Mr. Pomeroy says: “Not only where the vendor thus occupies a fiduciary position towards the purchaser, independently of the sale, but also when, in the very contract of sale itself, or in the negotiations preliminary to it, the purchaser expressly reposes a trust and confidence in the vendor, and when, from circumstances of that very transaction, or from the acts or relations of the parties in connection with it, such a trust and confidence reposed by the purchaser is necessarily implied in the contract of sale, it is the duty of the vendor to make a like disclosure, and his failure to do so is a fraudulent concealment.” 2 Pom. Eq. Jur., § 904, p. 1617.
The circumstances under which English and the appellant made the statement and furnished the same to the appellee for the purpose of having him rely on the same, and to influence him to endorse the note and execute the contract, were such as to advise appellant that appellee was relying upon appellant’s peculiar knowledge of the facts disclosed by the statement which appellant was furnishing “for the purpose of having the trade go through.” See Jarratt v.

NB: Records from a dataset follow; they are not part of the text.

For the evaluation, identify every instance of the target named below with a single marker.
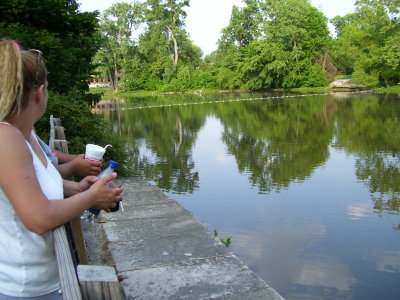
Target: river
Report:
(307, 186)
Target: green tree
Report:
(370, 36)
(274, 43)
(117, 26)
(65, 35)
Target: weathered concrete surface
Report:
(164, 253)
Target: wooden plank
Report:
(99, 282)
(69, 282)
(80, 245)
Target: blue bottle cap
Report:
(112, 164)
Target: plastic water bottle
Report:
(91, 215)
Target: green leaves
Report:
(65, 36)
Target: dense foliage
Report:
(368, 42)
(68, 39)
(267, 44)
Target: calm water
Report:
(307, 187)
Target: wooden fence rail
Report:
(87, 282)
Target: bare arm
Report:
(22, 188)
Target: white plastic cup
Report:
(94, 152)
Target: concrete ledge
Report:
(164, 253)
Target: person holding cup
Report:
(71, 164)
(32, 192)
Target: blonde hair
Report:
(21, 72)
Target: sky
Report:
(206, 18)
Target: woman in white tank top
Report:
(29, 182)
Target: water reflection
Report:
(308, 187)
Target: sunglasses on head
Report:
(39, 55)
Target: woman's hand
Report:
(86, 183)
(105, 195)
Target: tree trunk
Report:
(175, 58)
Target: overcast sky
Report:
(206, 18)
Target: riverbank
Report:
(162, 252)
(107, 94)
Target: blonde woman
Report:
(32, 192)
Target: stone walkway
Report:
(164, 253)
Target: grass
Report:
(391, 89)
(304, 90)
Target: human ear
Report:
(39, 93)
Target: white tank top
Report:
(28, 265)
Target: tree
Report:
(274, 43)
(117, 26)
(370, 34)
(65, 35)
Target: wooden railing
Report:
(78, 281)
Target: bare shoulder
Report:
(13, 143)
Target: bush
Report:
(82, 127)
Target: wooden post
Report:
(57, 141)
(69, 283)
(99, 280)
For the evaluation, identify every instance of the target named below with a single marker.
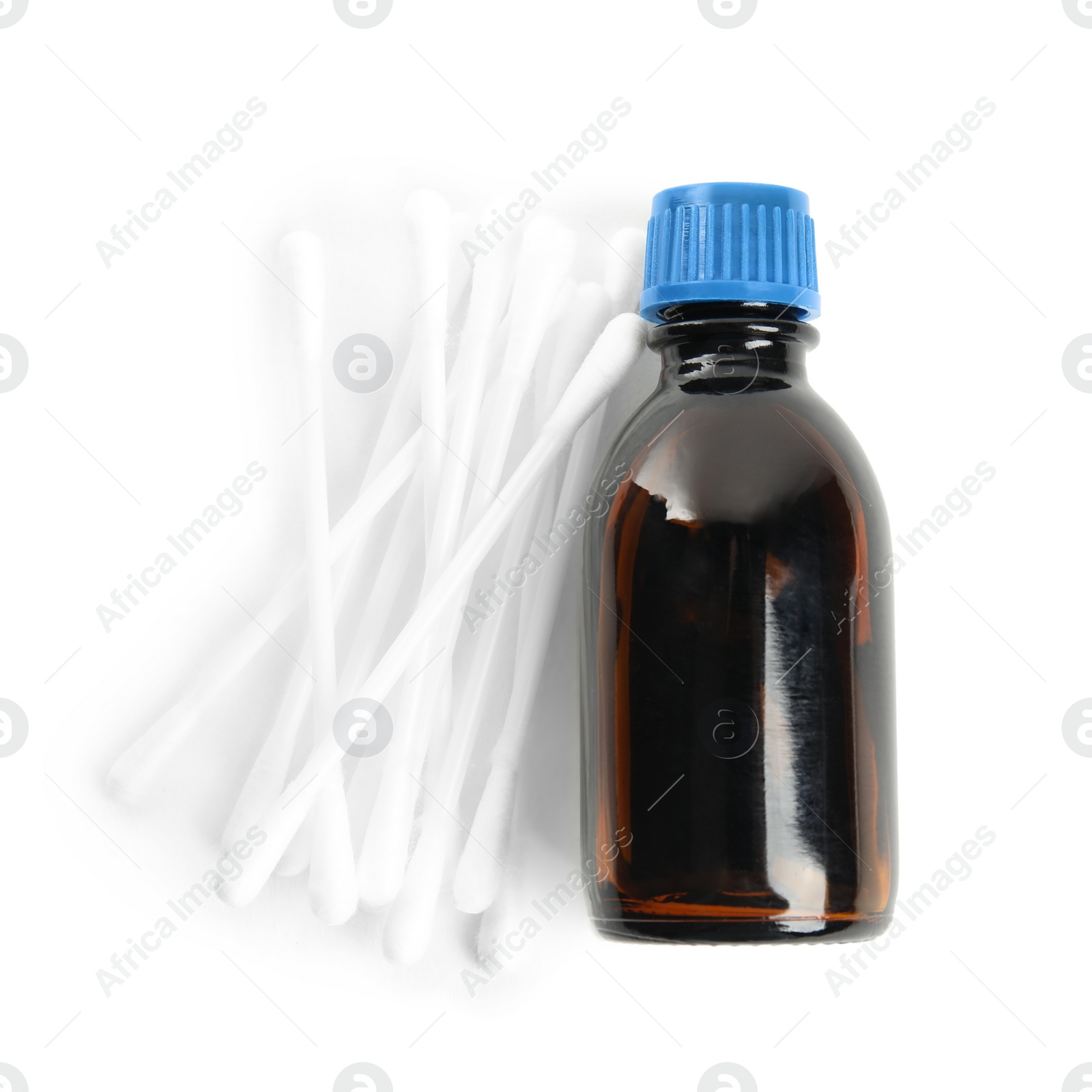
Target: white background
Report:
(149, 390)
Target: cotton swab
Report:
(588, 314)
(489, 292)
(409, 928)
(478, 874)
(429, 216)
(331, 884)
(615, 353)
(429, 224)
(478, 877)
(544, 261)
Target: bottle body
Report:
(738, 689)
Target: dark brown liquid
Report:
(738, 745)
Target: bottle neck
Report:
(732, 347)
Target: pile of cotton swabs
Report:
(440, 462)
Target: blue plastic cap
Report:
(730, 242)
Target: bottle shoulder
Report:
(743, 456)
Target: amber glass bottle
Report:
(738, 689)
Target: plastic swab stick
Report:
(544, 263)
(409, 928)
(617, 349)
(478, 877)
(429, 225)
(331, 882)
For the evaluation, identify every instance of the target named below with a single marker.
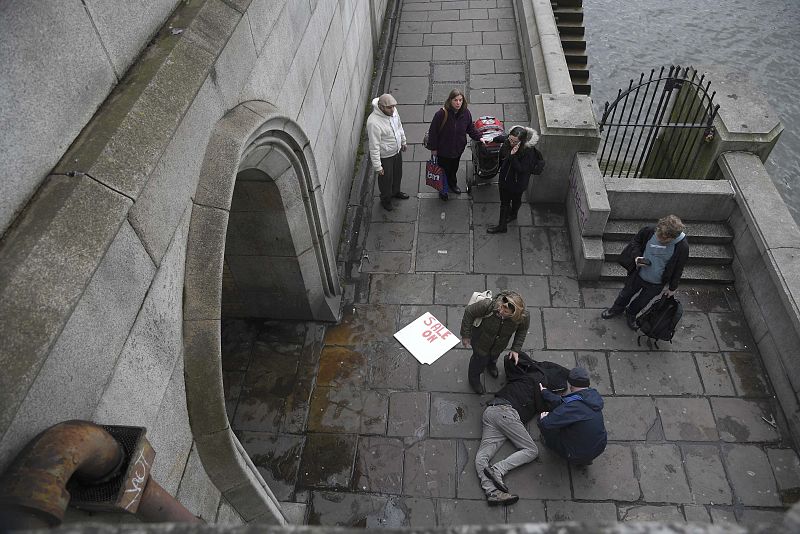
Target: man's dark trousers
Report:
(389, 183)
(634, 284)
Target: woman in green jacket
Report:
(501, 318)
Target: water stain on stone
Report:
(340, 366)
(747, 372)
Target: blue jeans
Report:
(633, 285)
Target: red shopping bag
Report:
(434, 176)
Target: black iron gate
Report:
(657, 127)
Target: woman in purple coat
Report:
(447, 136)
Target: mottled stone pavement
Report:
(348, 429)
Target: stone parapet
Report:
(767, 268)
(692, 200)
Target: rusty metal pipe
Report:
(159, 506)
(33, 489)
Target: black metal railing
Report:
(657, 127)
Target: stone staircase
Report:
(569, 19)
(710, 250)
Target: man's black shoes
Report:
(501, 498)
(492, 370)
(495, 477)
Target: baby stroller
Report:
(485, 158)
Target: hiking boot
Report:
(496, 478)
(501, 498)
(608, 313)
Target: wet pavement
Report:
(347, 428)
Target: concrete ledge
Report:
(767, 267)
(46, 262)
(693, 200)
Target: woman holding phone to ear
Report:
(519, 160)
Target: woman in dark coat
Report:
(519, 160)
(447, 136)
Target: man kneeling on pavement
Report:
(578, 438)
(574, 426)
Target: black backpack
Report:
(660, 320)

Langston, 99 Ark. 438.
Appellant contends that the appellee is not entitled to recover because the appellant made the statement believing the same to be true. There was testimony by both appellant and appellee to the effect that the appellant believed that the statement was correct and that there was no actual intent upon his part to mislead appellee. In other words, that there was no dishonest motive upon appellant’s part in making the representation contained in the statement, although same proved to be untrue. But, upon this point, Mr. Pomeroy states the doctrine as follows: “If a statement of fact, actually untrue, is made by a person who honestly believes it to be true, but under such circumstances that the duty of knowing the truth rests upon him, which, if fulfilled, would have prevented him from making the statement, such misrepresentation may be fraudulent in equity, and the person answerable as for fraud, forgetfulness, ignorance, mistake, can not avail to overcome the pre-existing duty of knowing and telling the truth. ’ ’ 2 Pom. Eq. Jur., § 888, p. 1584. See also Haldiman v. Taft, supra.
The decree is correct, and it is affirmed.